Grant number: 18/14268-9
Support type:Research Projects - Thematic Grants
Duration: April 01, 2019 - March 31, 2022
Field of knowledge:Biological Sciences - Biophysics
Cooperation agreement: MRC, UKRI ; Newton Fund, with FAPESP as a partner institution in Brazil
Principal Investigator:Adriano Defini Andricopulo
Grantee:Adriano Defini Andricopulo
Principal investigator abroad: Kevin David Read
Institution abroad: University of Dundee, Scotland
Home Institution: Instituto de Física de São Carlos (IFSC). Universidade de São Paulo (USP). São Carlos , SP, Brazil
Co-Principal Investigators:Mônica Tallarico Pupo
Assoc. researchers:Glaucius Oliva ; Ian Gilbert ; Paulo Cézar Vieira ; Susan Wyllie ; Vanderlan da Silva Bolzani

Abstract

The lack of robustly validated drug targets has proved a significant barrier to the discovery of new treatments for visceral leishmaniasis and Chagas' disease. Furthermore, target deconvolution studies with active leads emerging from current small molecule phenotypic screening have confirmed that the same relatively few molecular targets are being hit repeatedly. This project aims to address these issues through exploitation of more diverse chemistry hits available in the natural product (NP) arena to identify new drug targets and where possible new chemical start points.A number of pure, active NPs have been isolated from microbial symbionts of social insects that demonstrate potent activity against Leishmania donovani intracellular amastigotes.
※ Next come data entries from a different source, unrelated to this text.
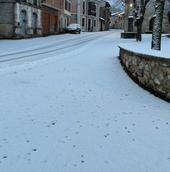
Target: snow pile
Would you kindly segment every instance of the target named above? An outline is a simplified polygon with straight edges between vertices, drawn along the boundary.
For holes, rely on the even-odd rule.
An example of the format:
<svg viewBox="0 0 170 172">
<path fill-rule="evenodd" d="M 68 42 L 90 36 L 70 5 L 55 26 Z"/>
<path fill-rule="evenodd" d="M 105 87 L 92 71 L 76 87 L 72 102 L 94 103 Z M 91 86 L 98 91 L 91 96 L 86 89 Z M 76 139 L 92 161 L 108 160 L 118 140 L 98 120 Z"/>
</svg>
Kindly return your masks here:
<svg viewBox="0 0 170 172">
<path fill-rule="evenodd" d="M 170 59 L 169 44 L 170 39 L 167 37 L 162 37 L 161 51 L 153 50 L 151 49 L 151 36 L 144 35 L 142 42 L 136 42 L 135 40 L 131 40 L 128 43 L 119 44 L 119 47 L 139 54 Z"/>
</svg>

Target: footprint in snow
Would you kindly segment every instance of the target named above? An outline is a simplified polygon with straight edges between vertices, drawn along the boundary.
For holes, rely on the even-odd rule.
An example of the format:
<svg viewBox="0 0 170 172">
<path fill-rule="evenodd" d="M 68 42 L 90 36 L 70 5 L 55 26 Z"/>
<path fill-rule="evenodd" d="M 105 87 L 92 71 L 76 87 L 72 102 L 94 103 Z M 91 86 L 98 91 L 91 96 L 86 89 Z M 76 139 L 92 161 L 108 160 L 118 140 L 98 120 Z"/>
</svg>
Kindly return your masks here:
<svg viewBox="0 0 170 172">
<path fill-rule="evenodd" d="M 33 152 L 36 152 L 36 151 L 37 151 L 37 149 L 36 149 L 36 148 L 34 148 L 34 149 L 33 149 Z"/>
<path fill-rule="evenodd" d="M 6 155 L 4 155 L 2 158 L 3 158 L 3 159 L 6 159 L 6 158 L 7 158 L 7 156 L 6 156 Z"/>
<path fill-rule="evenodd" d="M 107 134 L 104 135 L 105 138 L 107 138 L 107 137 L 109 137 L 109 136 L 110 136 L 109 133 L 107 133 Z"/>
</svg>

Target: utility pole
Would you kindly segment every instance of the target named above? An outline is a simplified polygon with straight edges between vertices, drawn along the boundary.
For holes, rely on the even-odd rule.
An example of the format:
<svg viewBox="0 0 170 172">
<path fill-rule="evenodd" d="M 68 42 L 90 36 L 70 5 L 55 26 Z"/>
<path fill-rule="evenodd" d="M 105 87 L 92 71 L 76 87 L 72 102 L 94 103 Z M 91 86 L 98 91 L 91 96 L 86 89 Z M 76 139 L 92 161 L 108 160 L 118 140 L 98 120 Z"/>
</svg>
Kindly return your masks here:
<svg viewBox="0 0 170 172">
<path fill-rule="evenodd" d="M 80 24 L 80 8 L 81 8 L 81 6 L 80 6 L 80 0 L 77 0 L 77 23 L 79 25 L 81 25 Z"/>
</svg>

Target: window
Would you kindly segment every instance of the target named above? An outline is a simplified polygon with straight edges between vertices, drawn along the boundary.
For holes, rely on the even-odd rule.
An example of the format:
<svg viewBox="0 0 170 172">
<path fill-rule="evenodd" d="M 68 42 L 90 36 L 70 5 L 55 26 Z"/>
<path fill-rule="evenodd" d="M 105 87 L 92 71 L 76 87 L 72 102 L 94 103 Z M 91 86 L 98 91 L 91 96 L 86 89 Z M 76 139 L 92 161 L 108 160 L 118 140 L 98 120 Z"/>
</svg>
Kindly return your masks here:
<svg viewBox="0 0 170 172">
<path fill-rule="evenodd" d="M 65 0 L 65 10 L 71 11 L 71 2 L 68 0 Z"/>
<path fill-rule="evenodd" d="M 84 18 L 82 18 L 82 23 L 81 23 L 81 25 L 84 27 L 85 26 L 85 19 Z"/>
<path fill-rule="evenodd" d="M 37 0 L 33 0 L 33 5 L 37 5 Z"/>
<path fill-rule="evenodd" d="M 85 1 L 83 1 L 83 14 L 85 14 Z"/>
<path fill-rule="evenodd" d="M 94 26 L 94 27 L 96 27 L 96 20 L 94 20 L 94 22 L 93 22 L 93 26 Z"/>
</svg>

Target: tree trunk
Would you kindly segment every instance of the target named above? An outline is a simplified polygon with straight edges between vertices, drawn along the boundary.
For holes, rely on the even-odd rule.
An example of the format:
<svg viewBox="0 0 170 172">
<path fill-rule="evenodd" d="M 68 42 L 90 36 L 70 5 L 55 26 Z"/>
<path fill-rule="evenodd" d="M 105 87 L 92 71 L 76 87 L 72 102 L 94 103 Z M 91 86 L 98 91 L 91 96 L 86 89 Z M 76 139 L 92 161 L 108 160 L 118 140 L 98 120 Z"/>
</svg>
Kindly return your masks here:
<svg viewBox="0 0 170 172">
<path fill-rule="evenodd" d="M 136 27 L 137 27 L 136 41 L 142 41 L 142 20 L 141 19 L 136 20 Z"/>
<path fill-rule="evenodd" d="M 154 50 L 161 49 L 161 34 L 162 34 L 162 21 L 164 13 L 165 0 L 155 1 L 155 19 L 152 32 L 152 45 L 151 48 Z"/>
</svg>

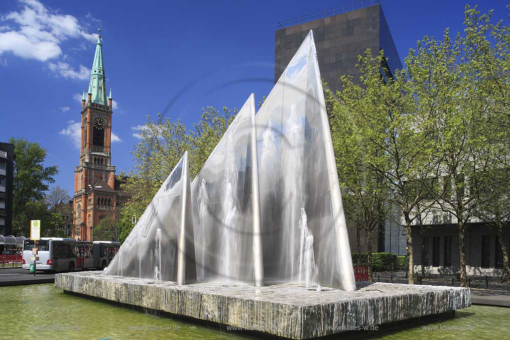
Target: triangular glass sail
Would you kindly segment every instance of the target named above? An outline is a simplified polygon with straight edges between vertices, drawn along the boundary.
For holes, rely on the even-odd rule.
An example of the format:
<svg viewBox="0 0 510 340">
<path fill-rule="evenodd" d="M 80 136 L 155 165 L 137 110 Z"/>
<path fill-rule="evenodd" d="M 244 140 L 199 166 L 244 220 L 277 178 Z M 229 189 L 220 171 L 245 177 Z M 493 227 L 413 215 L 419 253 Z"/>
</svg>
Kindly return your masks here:
<svg viewBox="0 0 510 340">
<path fill-rule="evenodd" d="M 355 290 L 311 31 L 257 116 L 265 280 Z"/>
<path fill-rule="evenodd" d="M 191 184 L 199 280 L 262 284 L 254 115 L 252 94 Z"/>
<path fill-rule="evenodd" d="M 188 152 L 163 182 L 105 270 L 110 275 L 195 281 Z"/>
</svg>

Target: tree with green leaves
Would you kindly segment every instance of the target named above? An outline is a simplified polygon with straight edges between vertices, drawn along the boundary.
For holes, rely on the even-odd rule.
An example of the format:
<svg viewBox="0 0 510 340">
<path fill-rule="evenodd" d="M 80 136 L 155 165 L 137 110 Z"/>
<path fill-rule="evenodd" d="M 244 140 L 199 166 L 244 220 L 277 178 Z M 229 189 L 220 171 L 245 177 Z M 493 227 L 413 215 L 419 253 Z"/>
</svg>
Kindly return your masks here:
<svg viewBox="0 0 510 340">
<path fill-rule="evenodd" d="M 198 123 L 189 130 L 179 121 L 158 115 L 150 117 L 140 130 L 140 141 L 132 154 L 135 167 L 127 175 L 122 189 L 132 197 L 121 208 L 120 240 L 125 239 L 163 181 L 184 154 L 190 153 L 190 175 L 192 178 L 214 149 L 237 113 L 223 108 L 220 112 L 212 107 L 202 109 Z"/>
<path fill-rule="evenodd" d="M 94 241 L 116 241 L 118 232 L 118 224 L 110 216 L 99 221 L 99 224 L 94 227 Z"/>
<path fill-rule="evenodd" d="M 324 97 L 344 211 L 347 220 L 356 227 L 359 263 L 360 231 L 364 230 L 367 236 L 368 275 L 372 281 L 372 236 L 391 208 L 390 190 L 389 181 L 370 166 L 366 157 L 384 151 L 358 130 L 363 124 L 358 114 L 366 108 L 361 94 L 363 89 L 349 81 L 346 83 L 347 88 L 338 93 L 338 100 L 324 84 Z M 344 96 L 353 92 L 360 100 L 351 101 L 352 97 Z"/>
<path fill-rule="evenodd" d="M 431 199 L 436 188 L 430 179 L 438 177 L 440 164 L 434 156 L 437 148 L 434 134 L 436 117 L 434 110 L 421 106 L 410 91 L 408 74 L 397 71 L 394 77 L 388 76 L 390 72 L 386 65 L 382 51 L 372 57 L 367 50 L 359 59 L 361 85 L 344 76 L 343 90 L 337 96 L 355 126 L 351 134 L 355 137 L 343 137 L 355 140 L 349 143 L 354 148 L 349 151 L 351 156 L 359 166 L 366 167 L 365 173 L 371 174 L 366 178 L 377 184 L 372 187 L 375 192 L 382 196 L 388 191 L 386 199 L 391 199 L 399 207 L 407 236 L 409 283 L 413 283 L 411 226 L 420 212 L 417 211 L 418 207 L 428 210 L 437 202 L 439 195 Z"/>
<path fill-rule="evenodd" d="M 44 192 L 58 171 L 56 166 L 44 166 L 46 149 L 38 143 L 14 138 L 9 142 L 14 145 L 13 233 L 26 236 L 30 234 L 30 220 L 42 220 L 43 211 L 47 210 L 43 202 Z"/>
</svg>

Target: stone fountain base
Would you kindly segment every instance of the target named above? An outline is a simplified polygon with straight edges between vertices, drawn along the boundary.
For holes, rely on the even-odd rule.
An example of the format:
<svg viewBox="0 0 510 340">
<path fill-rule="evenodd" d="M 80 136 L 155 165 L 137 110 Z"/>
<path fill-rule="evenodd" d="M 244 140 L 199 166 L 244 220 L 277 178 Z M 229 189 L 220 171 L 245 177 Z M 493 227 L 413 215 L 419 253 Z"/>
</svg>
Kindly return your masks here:
<svg viewBox="0 0 510 340">
<path fill-rule="evenodd" d="M 358 284 L 355 292 L 327 287 L 317 292 L 289 283 L 262 287 L 216 282 L 179 286 L 103 271 L 55 275 L 55 286 L 65 292 L 232 326 L 227 329 L 292 339 L 370 330 L 471 305 L 467 288 Z"/>
</svg>

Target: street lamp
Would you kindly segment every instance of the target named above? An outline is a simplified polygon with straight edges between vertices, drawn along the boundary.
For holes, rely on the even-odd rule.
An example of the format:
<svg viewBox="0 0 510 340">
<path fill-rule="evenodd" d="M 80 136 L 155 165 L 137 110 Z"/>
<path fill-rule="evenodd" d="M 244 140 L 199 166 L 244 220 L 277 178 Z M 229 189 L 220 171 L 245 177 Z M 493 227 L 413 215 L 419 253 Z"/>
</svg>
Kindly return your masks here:
<svg viewBox="0 0 510 340">
<path fill-rule="evenodd" d="M 93 186 L 90 185 L 90 184 L 89 185 L 89 188 L 90 188 L 91 189 L 92 189 L 93 191 L 94 189 L 97 189 L 97 188 L 103 188 L 102 186 Z M 94 202 L 92 202 L 92 204 L 94 204 Z M 91 225 L 89 227 L 89 228 L 90 228 L 90 240 L 92 242 L 94 242 L 94 226 L 93 226 L 93 225 L 94 225 L 94 220 L 92 220 L 92 225 Z"/>
</svg>

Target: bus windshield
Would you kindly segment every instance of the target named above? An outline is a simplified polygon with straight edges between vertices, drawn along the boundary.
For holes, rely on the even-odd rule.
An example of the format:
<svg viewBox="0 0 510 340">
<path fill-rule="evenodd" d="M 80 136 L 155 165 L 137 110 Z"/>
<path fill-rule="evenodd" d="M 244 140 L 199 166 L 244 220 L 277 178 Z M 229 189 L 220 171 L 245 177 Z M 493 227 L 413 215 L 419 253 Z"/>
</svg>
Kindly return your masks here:
<svg viewBox="0 0 510 340">
<path fill-rule="evenodd" d="M 33 240 L 26 240 L 23 245 L 23 250 L 32 251 L 34 248 Z M 49 250 L 49 240 L 40 240 L 37 243 L 37 248 L 39 251 L 48 251 Z"/>
</svg>

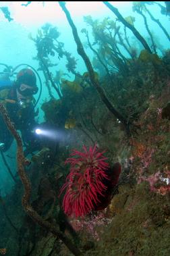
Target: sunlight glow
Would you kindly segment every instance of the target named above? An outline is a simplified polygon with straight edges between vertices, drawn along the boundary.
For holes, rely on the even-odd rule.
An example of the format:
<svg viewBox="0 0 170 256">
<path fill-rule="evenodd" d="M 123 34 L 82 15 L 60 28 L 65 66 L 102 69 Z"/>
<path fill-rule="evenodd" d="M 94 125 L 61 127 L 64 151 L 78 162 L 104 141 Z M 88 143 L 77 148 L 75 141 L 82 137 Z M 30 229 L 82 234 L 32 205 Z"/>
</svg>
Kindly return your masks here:
<svg viewBox="0 0 170 256">
<path fill-rule="evenodd" d="M 32 1 L 28 6 L 22 5 L 26 1 L 4 1 L 0 2 L 0 5 L 7 6 L 11 13 L 11 17 L 17 23 L 26 26 L 32 24 L 39 25 L 42 23 L 61 23 L 65 22 L 65 16 L 57 2 L 55 1 Z M 129 5 L 130 2 L 111 2 L 114 6 Z M 82 17 L 88 15 L 100 15 L 111 11 L 104 5 L 102 1 L 67 1 L 67 7 L 74 18 Z M 4 21 L 2 14 L 0 14 Z"/>
</svg>

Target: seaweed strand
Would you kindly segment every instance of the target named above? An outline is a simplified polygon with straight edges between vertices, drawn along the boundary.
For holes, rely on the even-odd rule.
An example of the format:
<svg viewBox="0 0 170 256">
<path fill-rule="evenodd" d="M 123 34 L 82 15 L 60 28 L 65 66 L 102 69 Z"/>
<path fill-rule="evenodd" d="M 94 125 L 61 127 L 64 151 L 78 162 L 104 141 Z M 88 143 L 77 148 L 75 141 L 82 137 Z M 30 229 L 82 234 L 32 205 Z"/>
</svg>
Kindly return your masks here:
<svg viewBox="0 0 170 256">
<path fill-rule="evenodd" d="M 45 220 L 31 206 L 30 203 L 32 190 L 31 184 L 24 170 L 24 166 L 25 163 L 25 157 L 24 155 L 21 137 L 11 123 L 6 109 L 1 103 L 0 103 L 0 113 L 3 118 L 7 128 L 16 140 L 18 174 L 24 187 L 24 194 L 22 197 L 22 203 L 26 212 L 41 227 L 45 228 L 49 232 L 51 232 L 55 236 L 59 238 L 74 255 L 81 255 L 81 252 L 80 250 L 76 247 L 75 245 L 72 243 L 72 240 L 69 238 L 67 238 L 63 233 L 61 232 L 54 224 L 51 224 L 47 220 Z"/>
<path fill-rule="evenodd" d="M 106 97 L 106 95 L 104 93 L 104 91 L 102 88 L 102 87 L 100 86 L 98 80 L 95 78 L 95 74 L 94 74 L 94 72 L 93 68 L 92 66 L 91 62 L 90 62 L 88 57 L 87 56 L 86 53 L 84 51 L 83 45 L 82 44 L 82 42 L 81 42 L 80 37 L 78 36 L 78 34 L 77 28 L 76 28 L 76 26 L 74 25 L 74 22 L 71 18 L 71 16 L 70 16 L 69 11 L 67 10 L 67 9 L 65 7 L 65 3 L 64 2 L 59 2 L 59 4 L 61 6 L 61 7 L 62 8 L 63 11 L 65 12 L 65 14 L 67 17 L 68 22 L 69 22 L 69 25 L 72 29 L 73 36 L 74 36 L 74 40 L 75 40 L 76 45 L 77 45 L 78 53 L 82 57 L 82 58 L 83 59 L 83 60 L 84 60 L 84 61 L 86 66 L 87 70 L 88 70 L 88 73 L 89 73 L 90 79 L 90 81 L 91 81 L 92 85 L 98 91 L 98 93 L 101 97 L 101 100 L 105 104 L 105 105 L 107 106 L 108 109 L 112 113 L 113 113 L 113 115 L 125 126 L 126 131 L 129 133 L 129 124 L 128 123 L 127 120 L 123 117 L 123 116 L 121 116 L 121 113 L 119 113 L 114 108 L 114 107 L 113 106 L 111 103 L 109 101 L 109 99 Z"/>
<path fill-rule="evenodd" d="M 135 35 L 135 36 L 140 41 L 142 45 L 144 46 L 144 47 L 150 53 L 152 53 L 152 51 L 150 50 L 148 45 L 144 40 L 144 39 L 141 36 L 141 34 L 138 32 L 138 31 L 132 26 L 130 23 L 128 23 L 123 17 L 121 15 L 118 9 L 115 7 L 114 7 L 111 3 L 109 3 L 107 1 L 103 1 L 103 3 L 109 8 L 110 9 L 118 18 L 118 19 L 128 28 L 131 30 L 131 31 L 133 32 L 133 34 Z"/>
</svg>

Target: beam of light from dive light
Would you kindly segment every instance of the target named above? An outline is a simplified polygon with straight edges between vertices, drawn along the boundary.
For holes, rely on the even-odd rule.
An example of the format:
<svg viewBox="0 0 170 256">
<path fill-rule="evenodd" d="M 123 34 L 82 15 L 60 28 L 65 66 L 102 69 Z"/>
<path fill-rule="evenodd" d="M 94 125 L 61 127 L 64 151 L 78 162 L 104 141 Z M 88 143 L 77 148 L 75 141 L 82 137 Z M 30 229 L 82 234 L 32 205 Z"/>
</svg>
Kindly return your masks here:
<svg viewBox="0 0 170 256">
<path fill-rule="evenodd" d="M 63 133 L 61 130 L 52 130 L 52 129 L 42 129 L 41 128 L 37 127 L 34 130 L 34 132 L 38 136 L 42 136 L 47 138 L 49 138 L 52 140 L 62 139 L 64 137 Z"/>
<path fill-rule="evenodd" d="M 37 128 L 37 129 L 36 129 L 35 132 L 36 132 L 36 134 L 42 134 L 42 130 L 40 130 L 40 129 Z"/>
</svg>

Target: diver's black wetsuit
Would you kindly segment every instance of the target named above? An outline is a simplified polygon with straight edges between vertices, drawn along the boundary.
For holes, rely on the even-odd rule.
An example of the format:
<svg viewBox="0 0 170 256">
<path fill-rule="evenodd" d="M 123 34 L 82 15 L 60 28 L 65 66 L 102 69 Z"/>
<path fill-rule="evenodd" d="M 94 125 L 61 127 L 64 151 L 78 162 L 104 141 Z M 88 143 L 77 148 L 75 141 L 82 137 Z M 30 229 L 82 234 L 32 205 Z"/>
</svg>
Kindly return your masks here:
<svg viewBox="0 0 170 256">
<path fill-rule="evenodd" d="M 9 90 L 7 99 L 13 101 L 11 103 L 7 102 L 5 104 L 11 121 L 14 124 L 16 130 L 21 131 L 24 144 L 28 147 L 31 147 L 32 151 L 38 150 L 39 143 L 36 140 L 35 133 L 32 132 L 32 130 L 37 124 L 34 120 L 35 113 L 33 103 L 31 102 L 26 107 L 22 107 L 18 103 L 15 86 L 11 88 L 7 87 L 7 90 Z M 2 117 L 0 116 L 0 143 L 4 143 L 1 150 L 3 152 L 7 151 L 13 140 L 13 138 L 11 132 L 7 129 Z"/>
</svg>

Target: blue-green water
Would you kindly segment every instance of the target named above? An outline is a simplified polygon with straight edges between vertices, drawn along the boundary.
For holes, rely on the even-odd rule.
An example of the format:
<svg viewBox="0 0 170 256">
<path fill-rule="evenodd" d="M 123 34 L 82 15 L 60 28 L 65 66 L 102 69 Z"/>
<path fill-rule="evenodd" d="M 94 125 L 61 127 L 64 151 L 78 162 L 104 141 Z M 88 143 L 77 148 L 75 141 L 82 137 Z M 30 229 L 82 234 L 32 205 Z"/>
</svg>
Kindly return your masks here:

Additionally, the Nucleus of Bioassays, Biosynthesis, and Ecophysiology of Natural Products (NuBBE - UNESP) will offer an additional source of isolated NP compounds for investigation. Scale-up and purification of these NPS will be undertaken to deliver sufficient material for mode of action studies, using a number of orthogonal approaches including high-throughput genomics, cell biology/biochemistry and/or chemical proteomics to define the principal molecular targets(s) of the NPs, thus offering the opportunity to convert NP phenotypic hits into a collaborative structure-based drug discovery programme. Where possible, further scale-up will be undertaken to provide sufficient material to also assess developability, profiling in vitro and in vivo. A hit to lead chemistry campaign may be initiated if feasible. Furthermore, consideration of the presence of underlying 'natural product fragments' will be undertaken, these then tested in isolation to find simpler pharmacophore start points for medicinal chemistry.This project has potential to deliver novel target(s) for these key kinetoplastid diseases, enabling initiation of novel structure based small molecule drug discovery programmes. Additionally, the project has potential to deliver much needed early leads in novel chemical space. (AU)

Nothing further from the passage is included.